The response to this should not be to throw out hands up in despair but to figure out how we can exploit these rifts in the Middle East to protect and defend the interests of the West and of secular-minded Arabs.

Real Climate on IPCC

Treedusk_1

A helpful and sane analysis:

Contrarians will no doubt be disappointed here. The conclusions have been significantly strengthened relative to what was in the TAR, something that of course should have been expected given the numerous additional studies that have since been done that all point in the same direction. The conclusion that large-scale recent warmth likely exceeds the range seen in past centuries has been extended from the past 1000 years in the TAR, to the past 1300 years in the current report, and the confidence in this conclusion has been upped from "likely" in the TAR to "very likely" in the current report for the past half millennium. This is just one of the many independent lines of evidence now pointing towards a clear anthropogenic influence on climate, but given all of the others, the paleoclimate reconstructions are now even less the central pillar of evidence for the human influence on climate than they have been incorrectly portrayed to be.

The uncertainties in the science mainly involve the precise nature of the changes to be expected, particularly with respect to sea level rise, El Niño changes and regional hydrological change – drought frequency and snow pack melt, mid-latitude storms, and of course, hurricanes. It can be fun parsing the discussions on these topics (and we expect there will be substantial press comment on them), but that shouldn’t distract from the main and far more solid conclusions above.

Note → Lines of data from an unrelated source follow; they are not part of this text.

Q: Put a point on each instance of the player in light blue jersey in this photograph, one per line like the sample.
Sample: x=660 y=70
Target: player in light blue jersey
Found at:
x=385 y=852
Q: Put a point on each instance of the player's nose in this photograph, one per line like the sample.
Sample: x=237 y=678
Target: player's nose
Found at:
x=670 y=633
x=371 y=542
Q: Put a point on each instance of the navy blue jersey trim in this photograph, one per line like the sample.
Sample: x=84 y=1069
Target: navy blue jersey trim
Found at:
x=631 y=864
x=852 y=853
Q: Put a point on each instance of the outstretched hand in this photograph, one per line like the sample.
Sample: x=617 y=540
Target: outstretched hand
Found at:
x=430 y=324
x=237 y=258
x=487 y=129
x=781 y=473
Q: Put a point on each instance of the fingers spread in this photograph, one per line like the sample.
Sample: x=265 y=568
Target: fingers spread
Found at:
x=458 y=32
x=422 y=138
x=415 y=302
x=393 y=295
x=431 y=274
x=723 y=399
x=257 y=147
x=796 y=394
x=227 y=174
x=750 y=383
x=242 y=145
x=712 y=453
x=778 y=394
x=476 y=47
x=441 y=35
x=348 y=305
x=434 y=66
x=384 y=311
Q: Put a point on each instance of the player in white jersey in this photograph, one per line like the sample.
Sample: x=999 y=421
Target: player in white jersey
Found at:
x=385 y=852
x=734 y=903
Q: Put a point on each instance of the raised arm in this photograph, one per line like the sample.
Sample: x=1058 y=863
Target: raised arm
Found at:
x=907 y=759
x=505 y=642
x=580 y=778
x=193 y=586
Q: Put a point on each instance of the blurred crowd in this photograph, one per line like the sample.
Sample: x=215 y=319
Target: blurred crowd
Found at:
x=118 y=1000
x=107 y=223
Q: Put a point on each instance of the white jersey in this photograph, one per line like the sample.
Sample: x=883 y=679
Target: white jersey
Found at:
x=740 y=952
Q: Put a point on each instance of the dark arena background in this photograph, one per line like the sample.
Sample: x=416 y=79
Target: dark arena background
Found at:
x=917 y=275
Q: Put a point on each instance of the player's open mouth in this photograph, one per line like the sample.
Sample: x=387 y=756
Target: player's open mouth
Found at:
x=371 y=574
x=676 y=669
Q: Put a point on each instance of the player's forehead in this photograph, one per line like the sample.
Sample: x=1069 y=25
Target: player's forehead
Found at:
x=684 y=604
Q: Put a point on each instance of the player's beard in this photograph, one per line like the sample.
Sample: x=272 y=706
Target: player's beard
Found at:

I’ve long been an advocate of empirically-based, market-friendly policies that ensure we do not damage the sacred inheritance of our planet. I wrote one of the first pamphlets arguing that conservatism and environmentalism are not just compatible but intertwined. It was for Margaret Thatcher in 1985 – and she promptly ignored all of it. I have long had an open mind on climate change, but an open mind now means, it seems to me, a clear, empirical conclusion. Climate change is happening, it is almost certainly man-made, although some doubt persists as to quite how deep and swift the change will be. I write this not as a statement of dogma but as a statement of the best inference from the data we now have. This is not – or should not be – a right-vs-left issue. It’s a fact vs fantasy issue. Right now, the fantasists are those saying we have nothing to worry about. We do. The question is merely how best to adapt. A big increase in taxes on carbon is the obvious starting point. Once government sets incentives, the amazing ingenuity of the American marketplace will do the rest.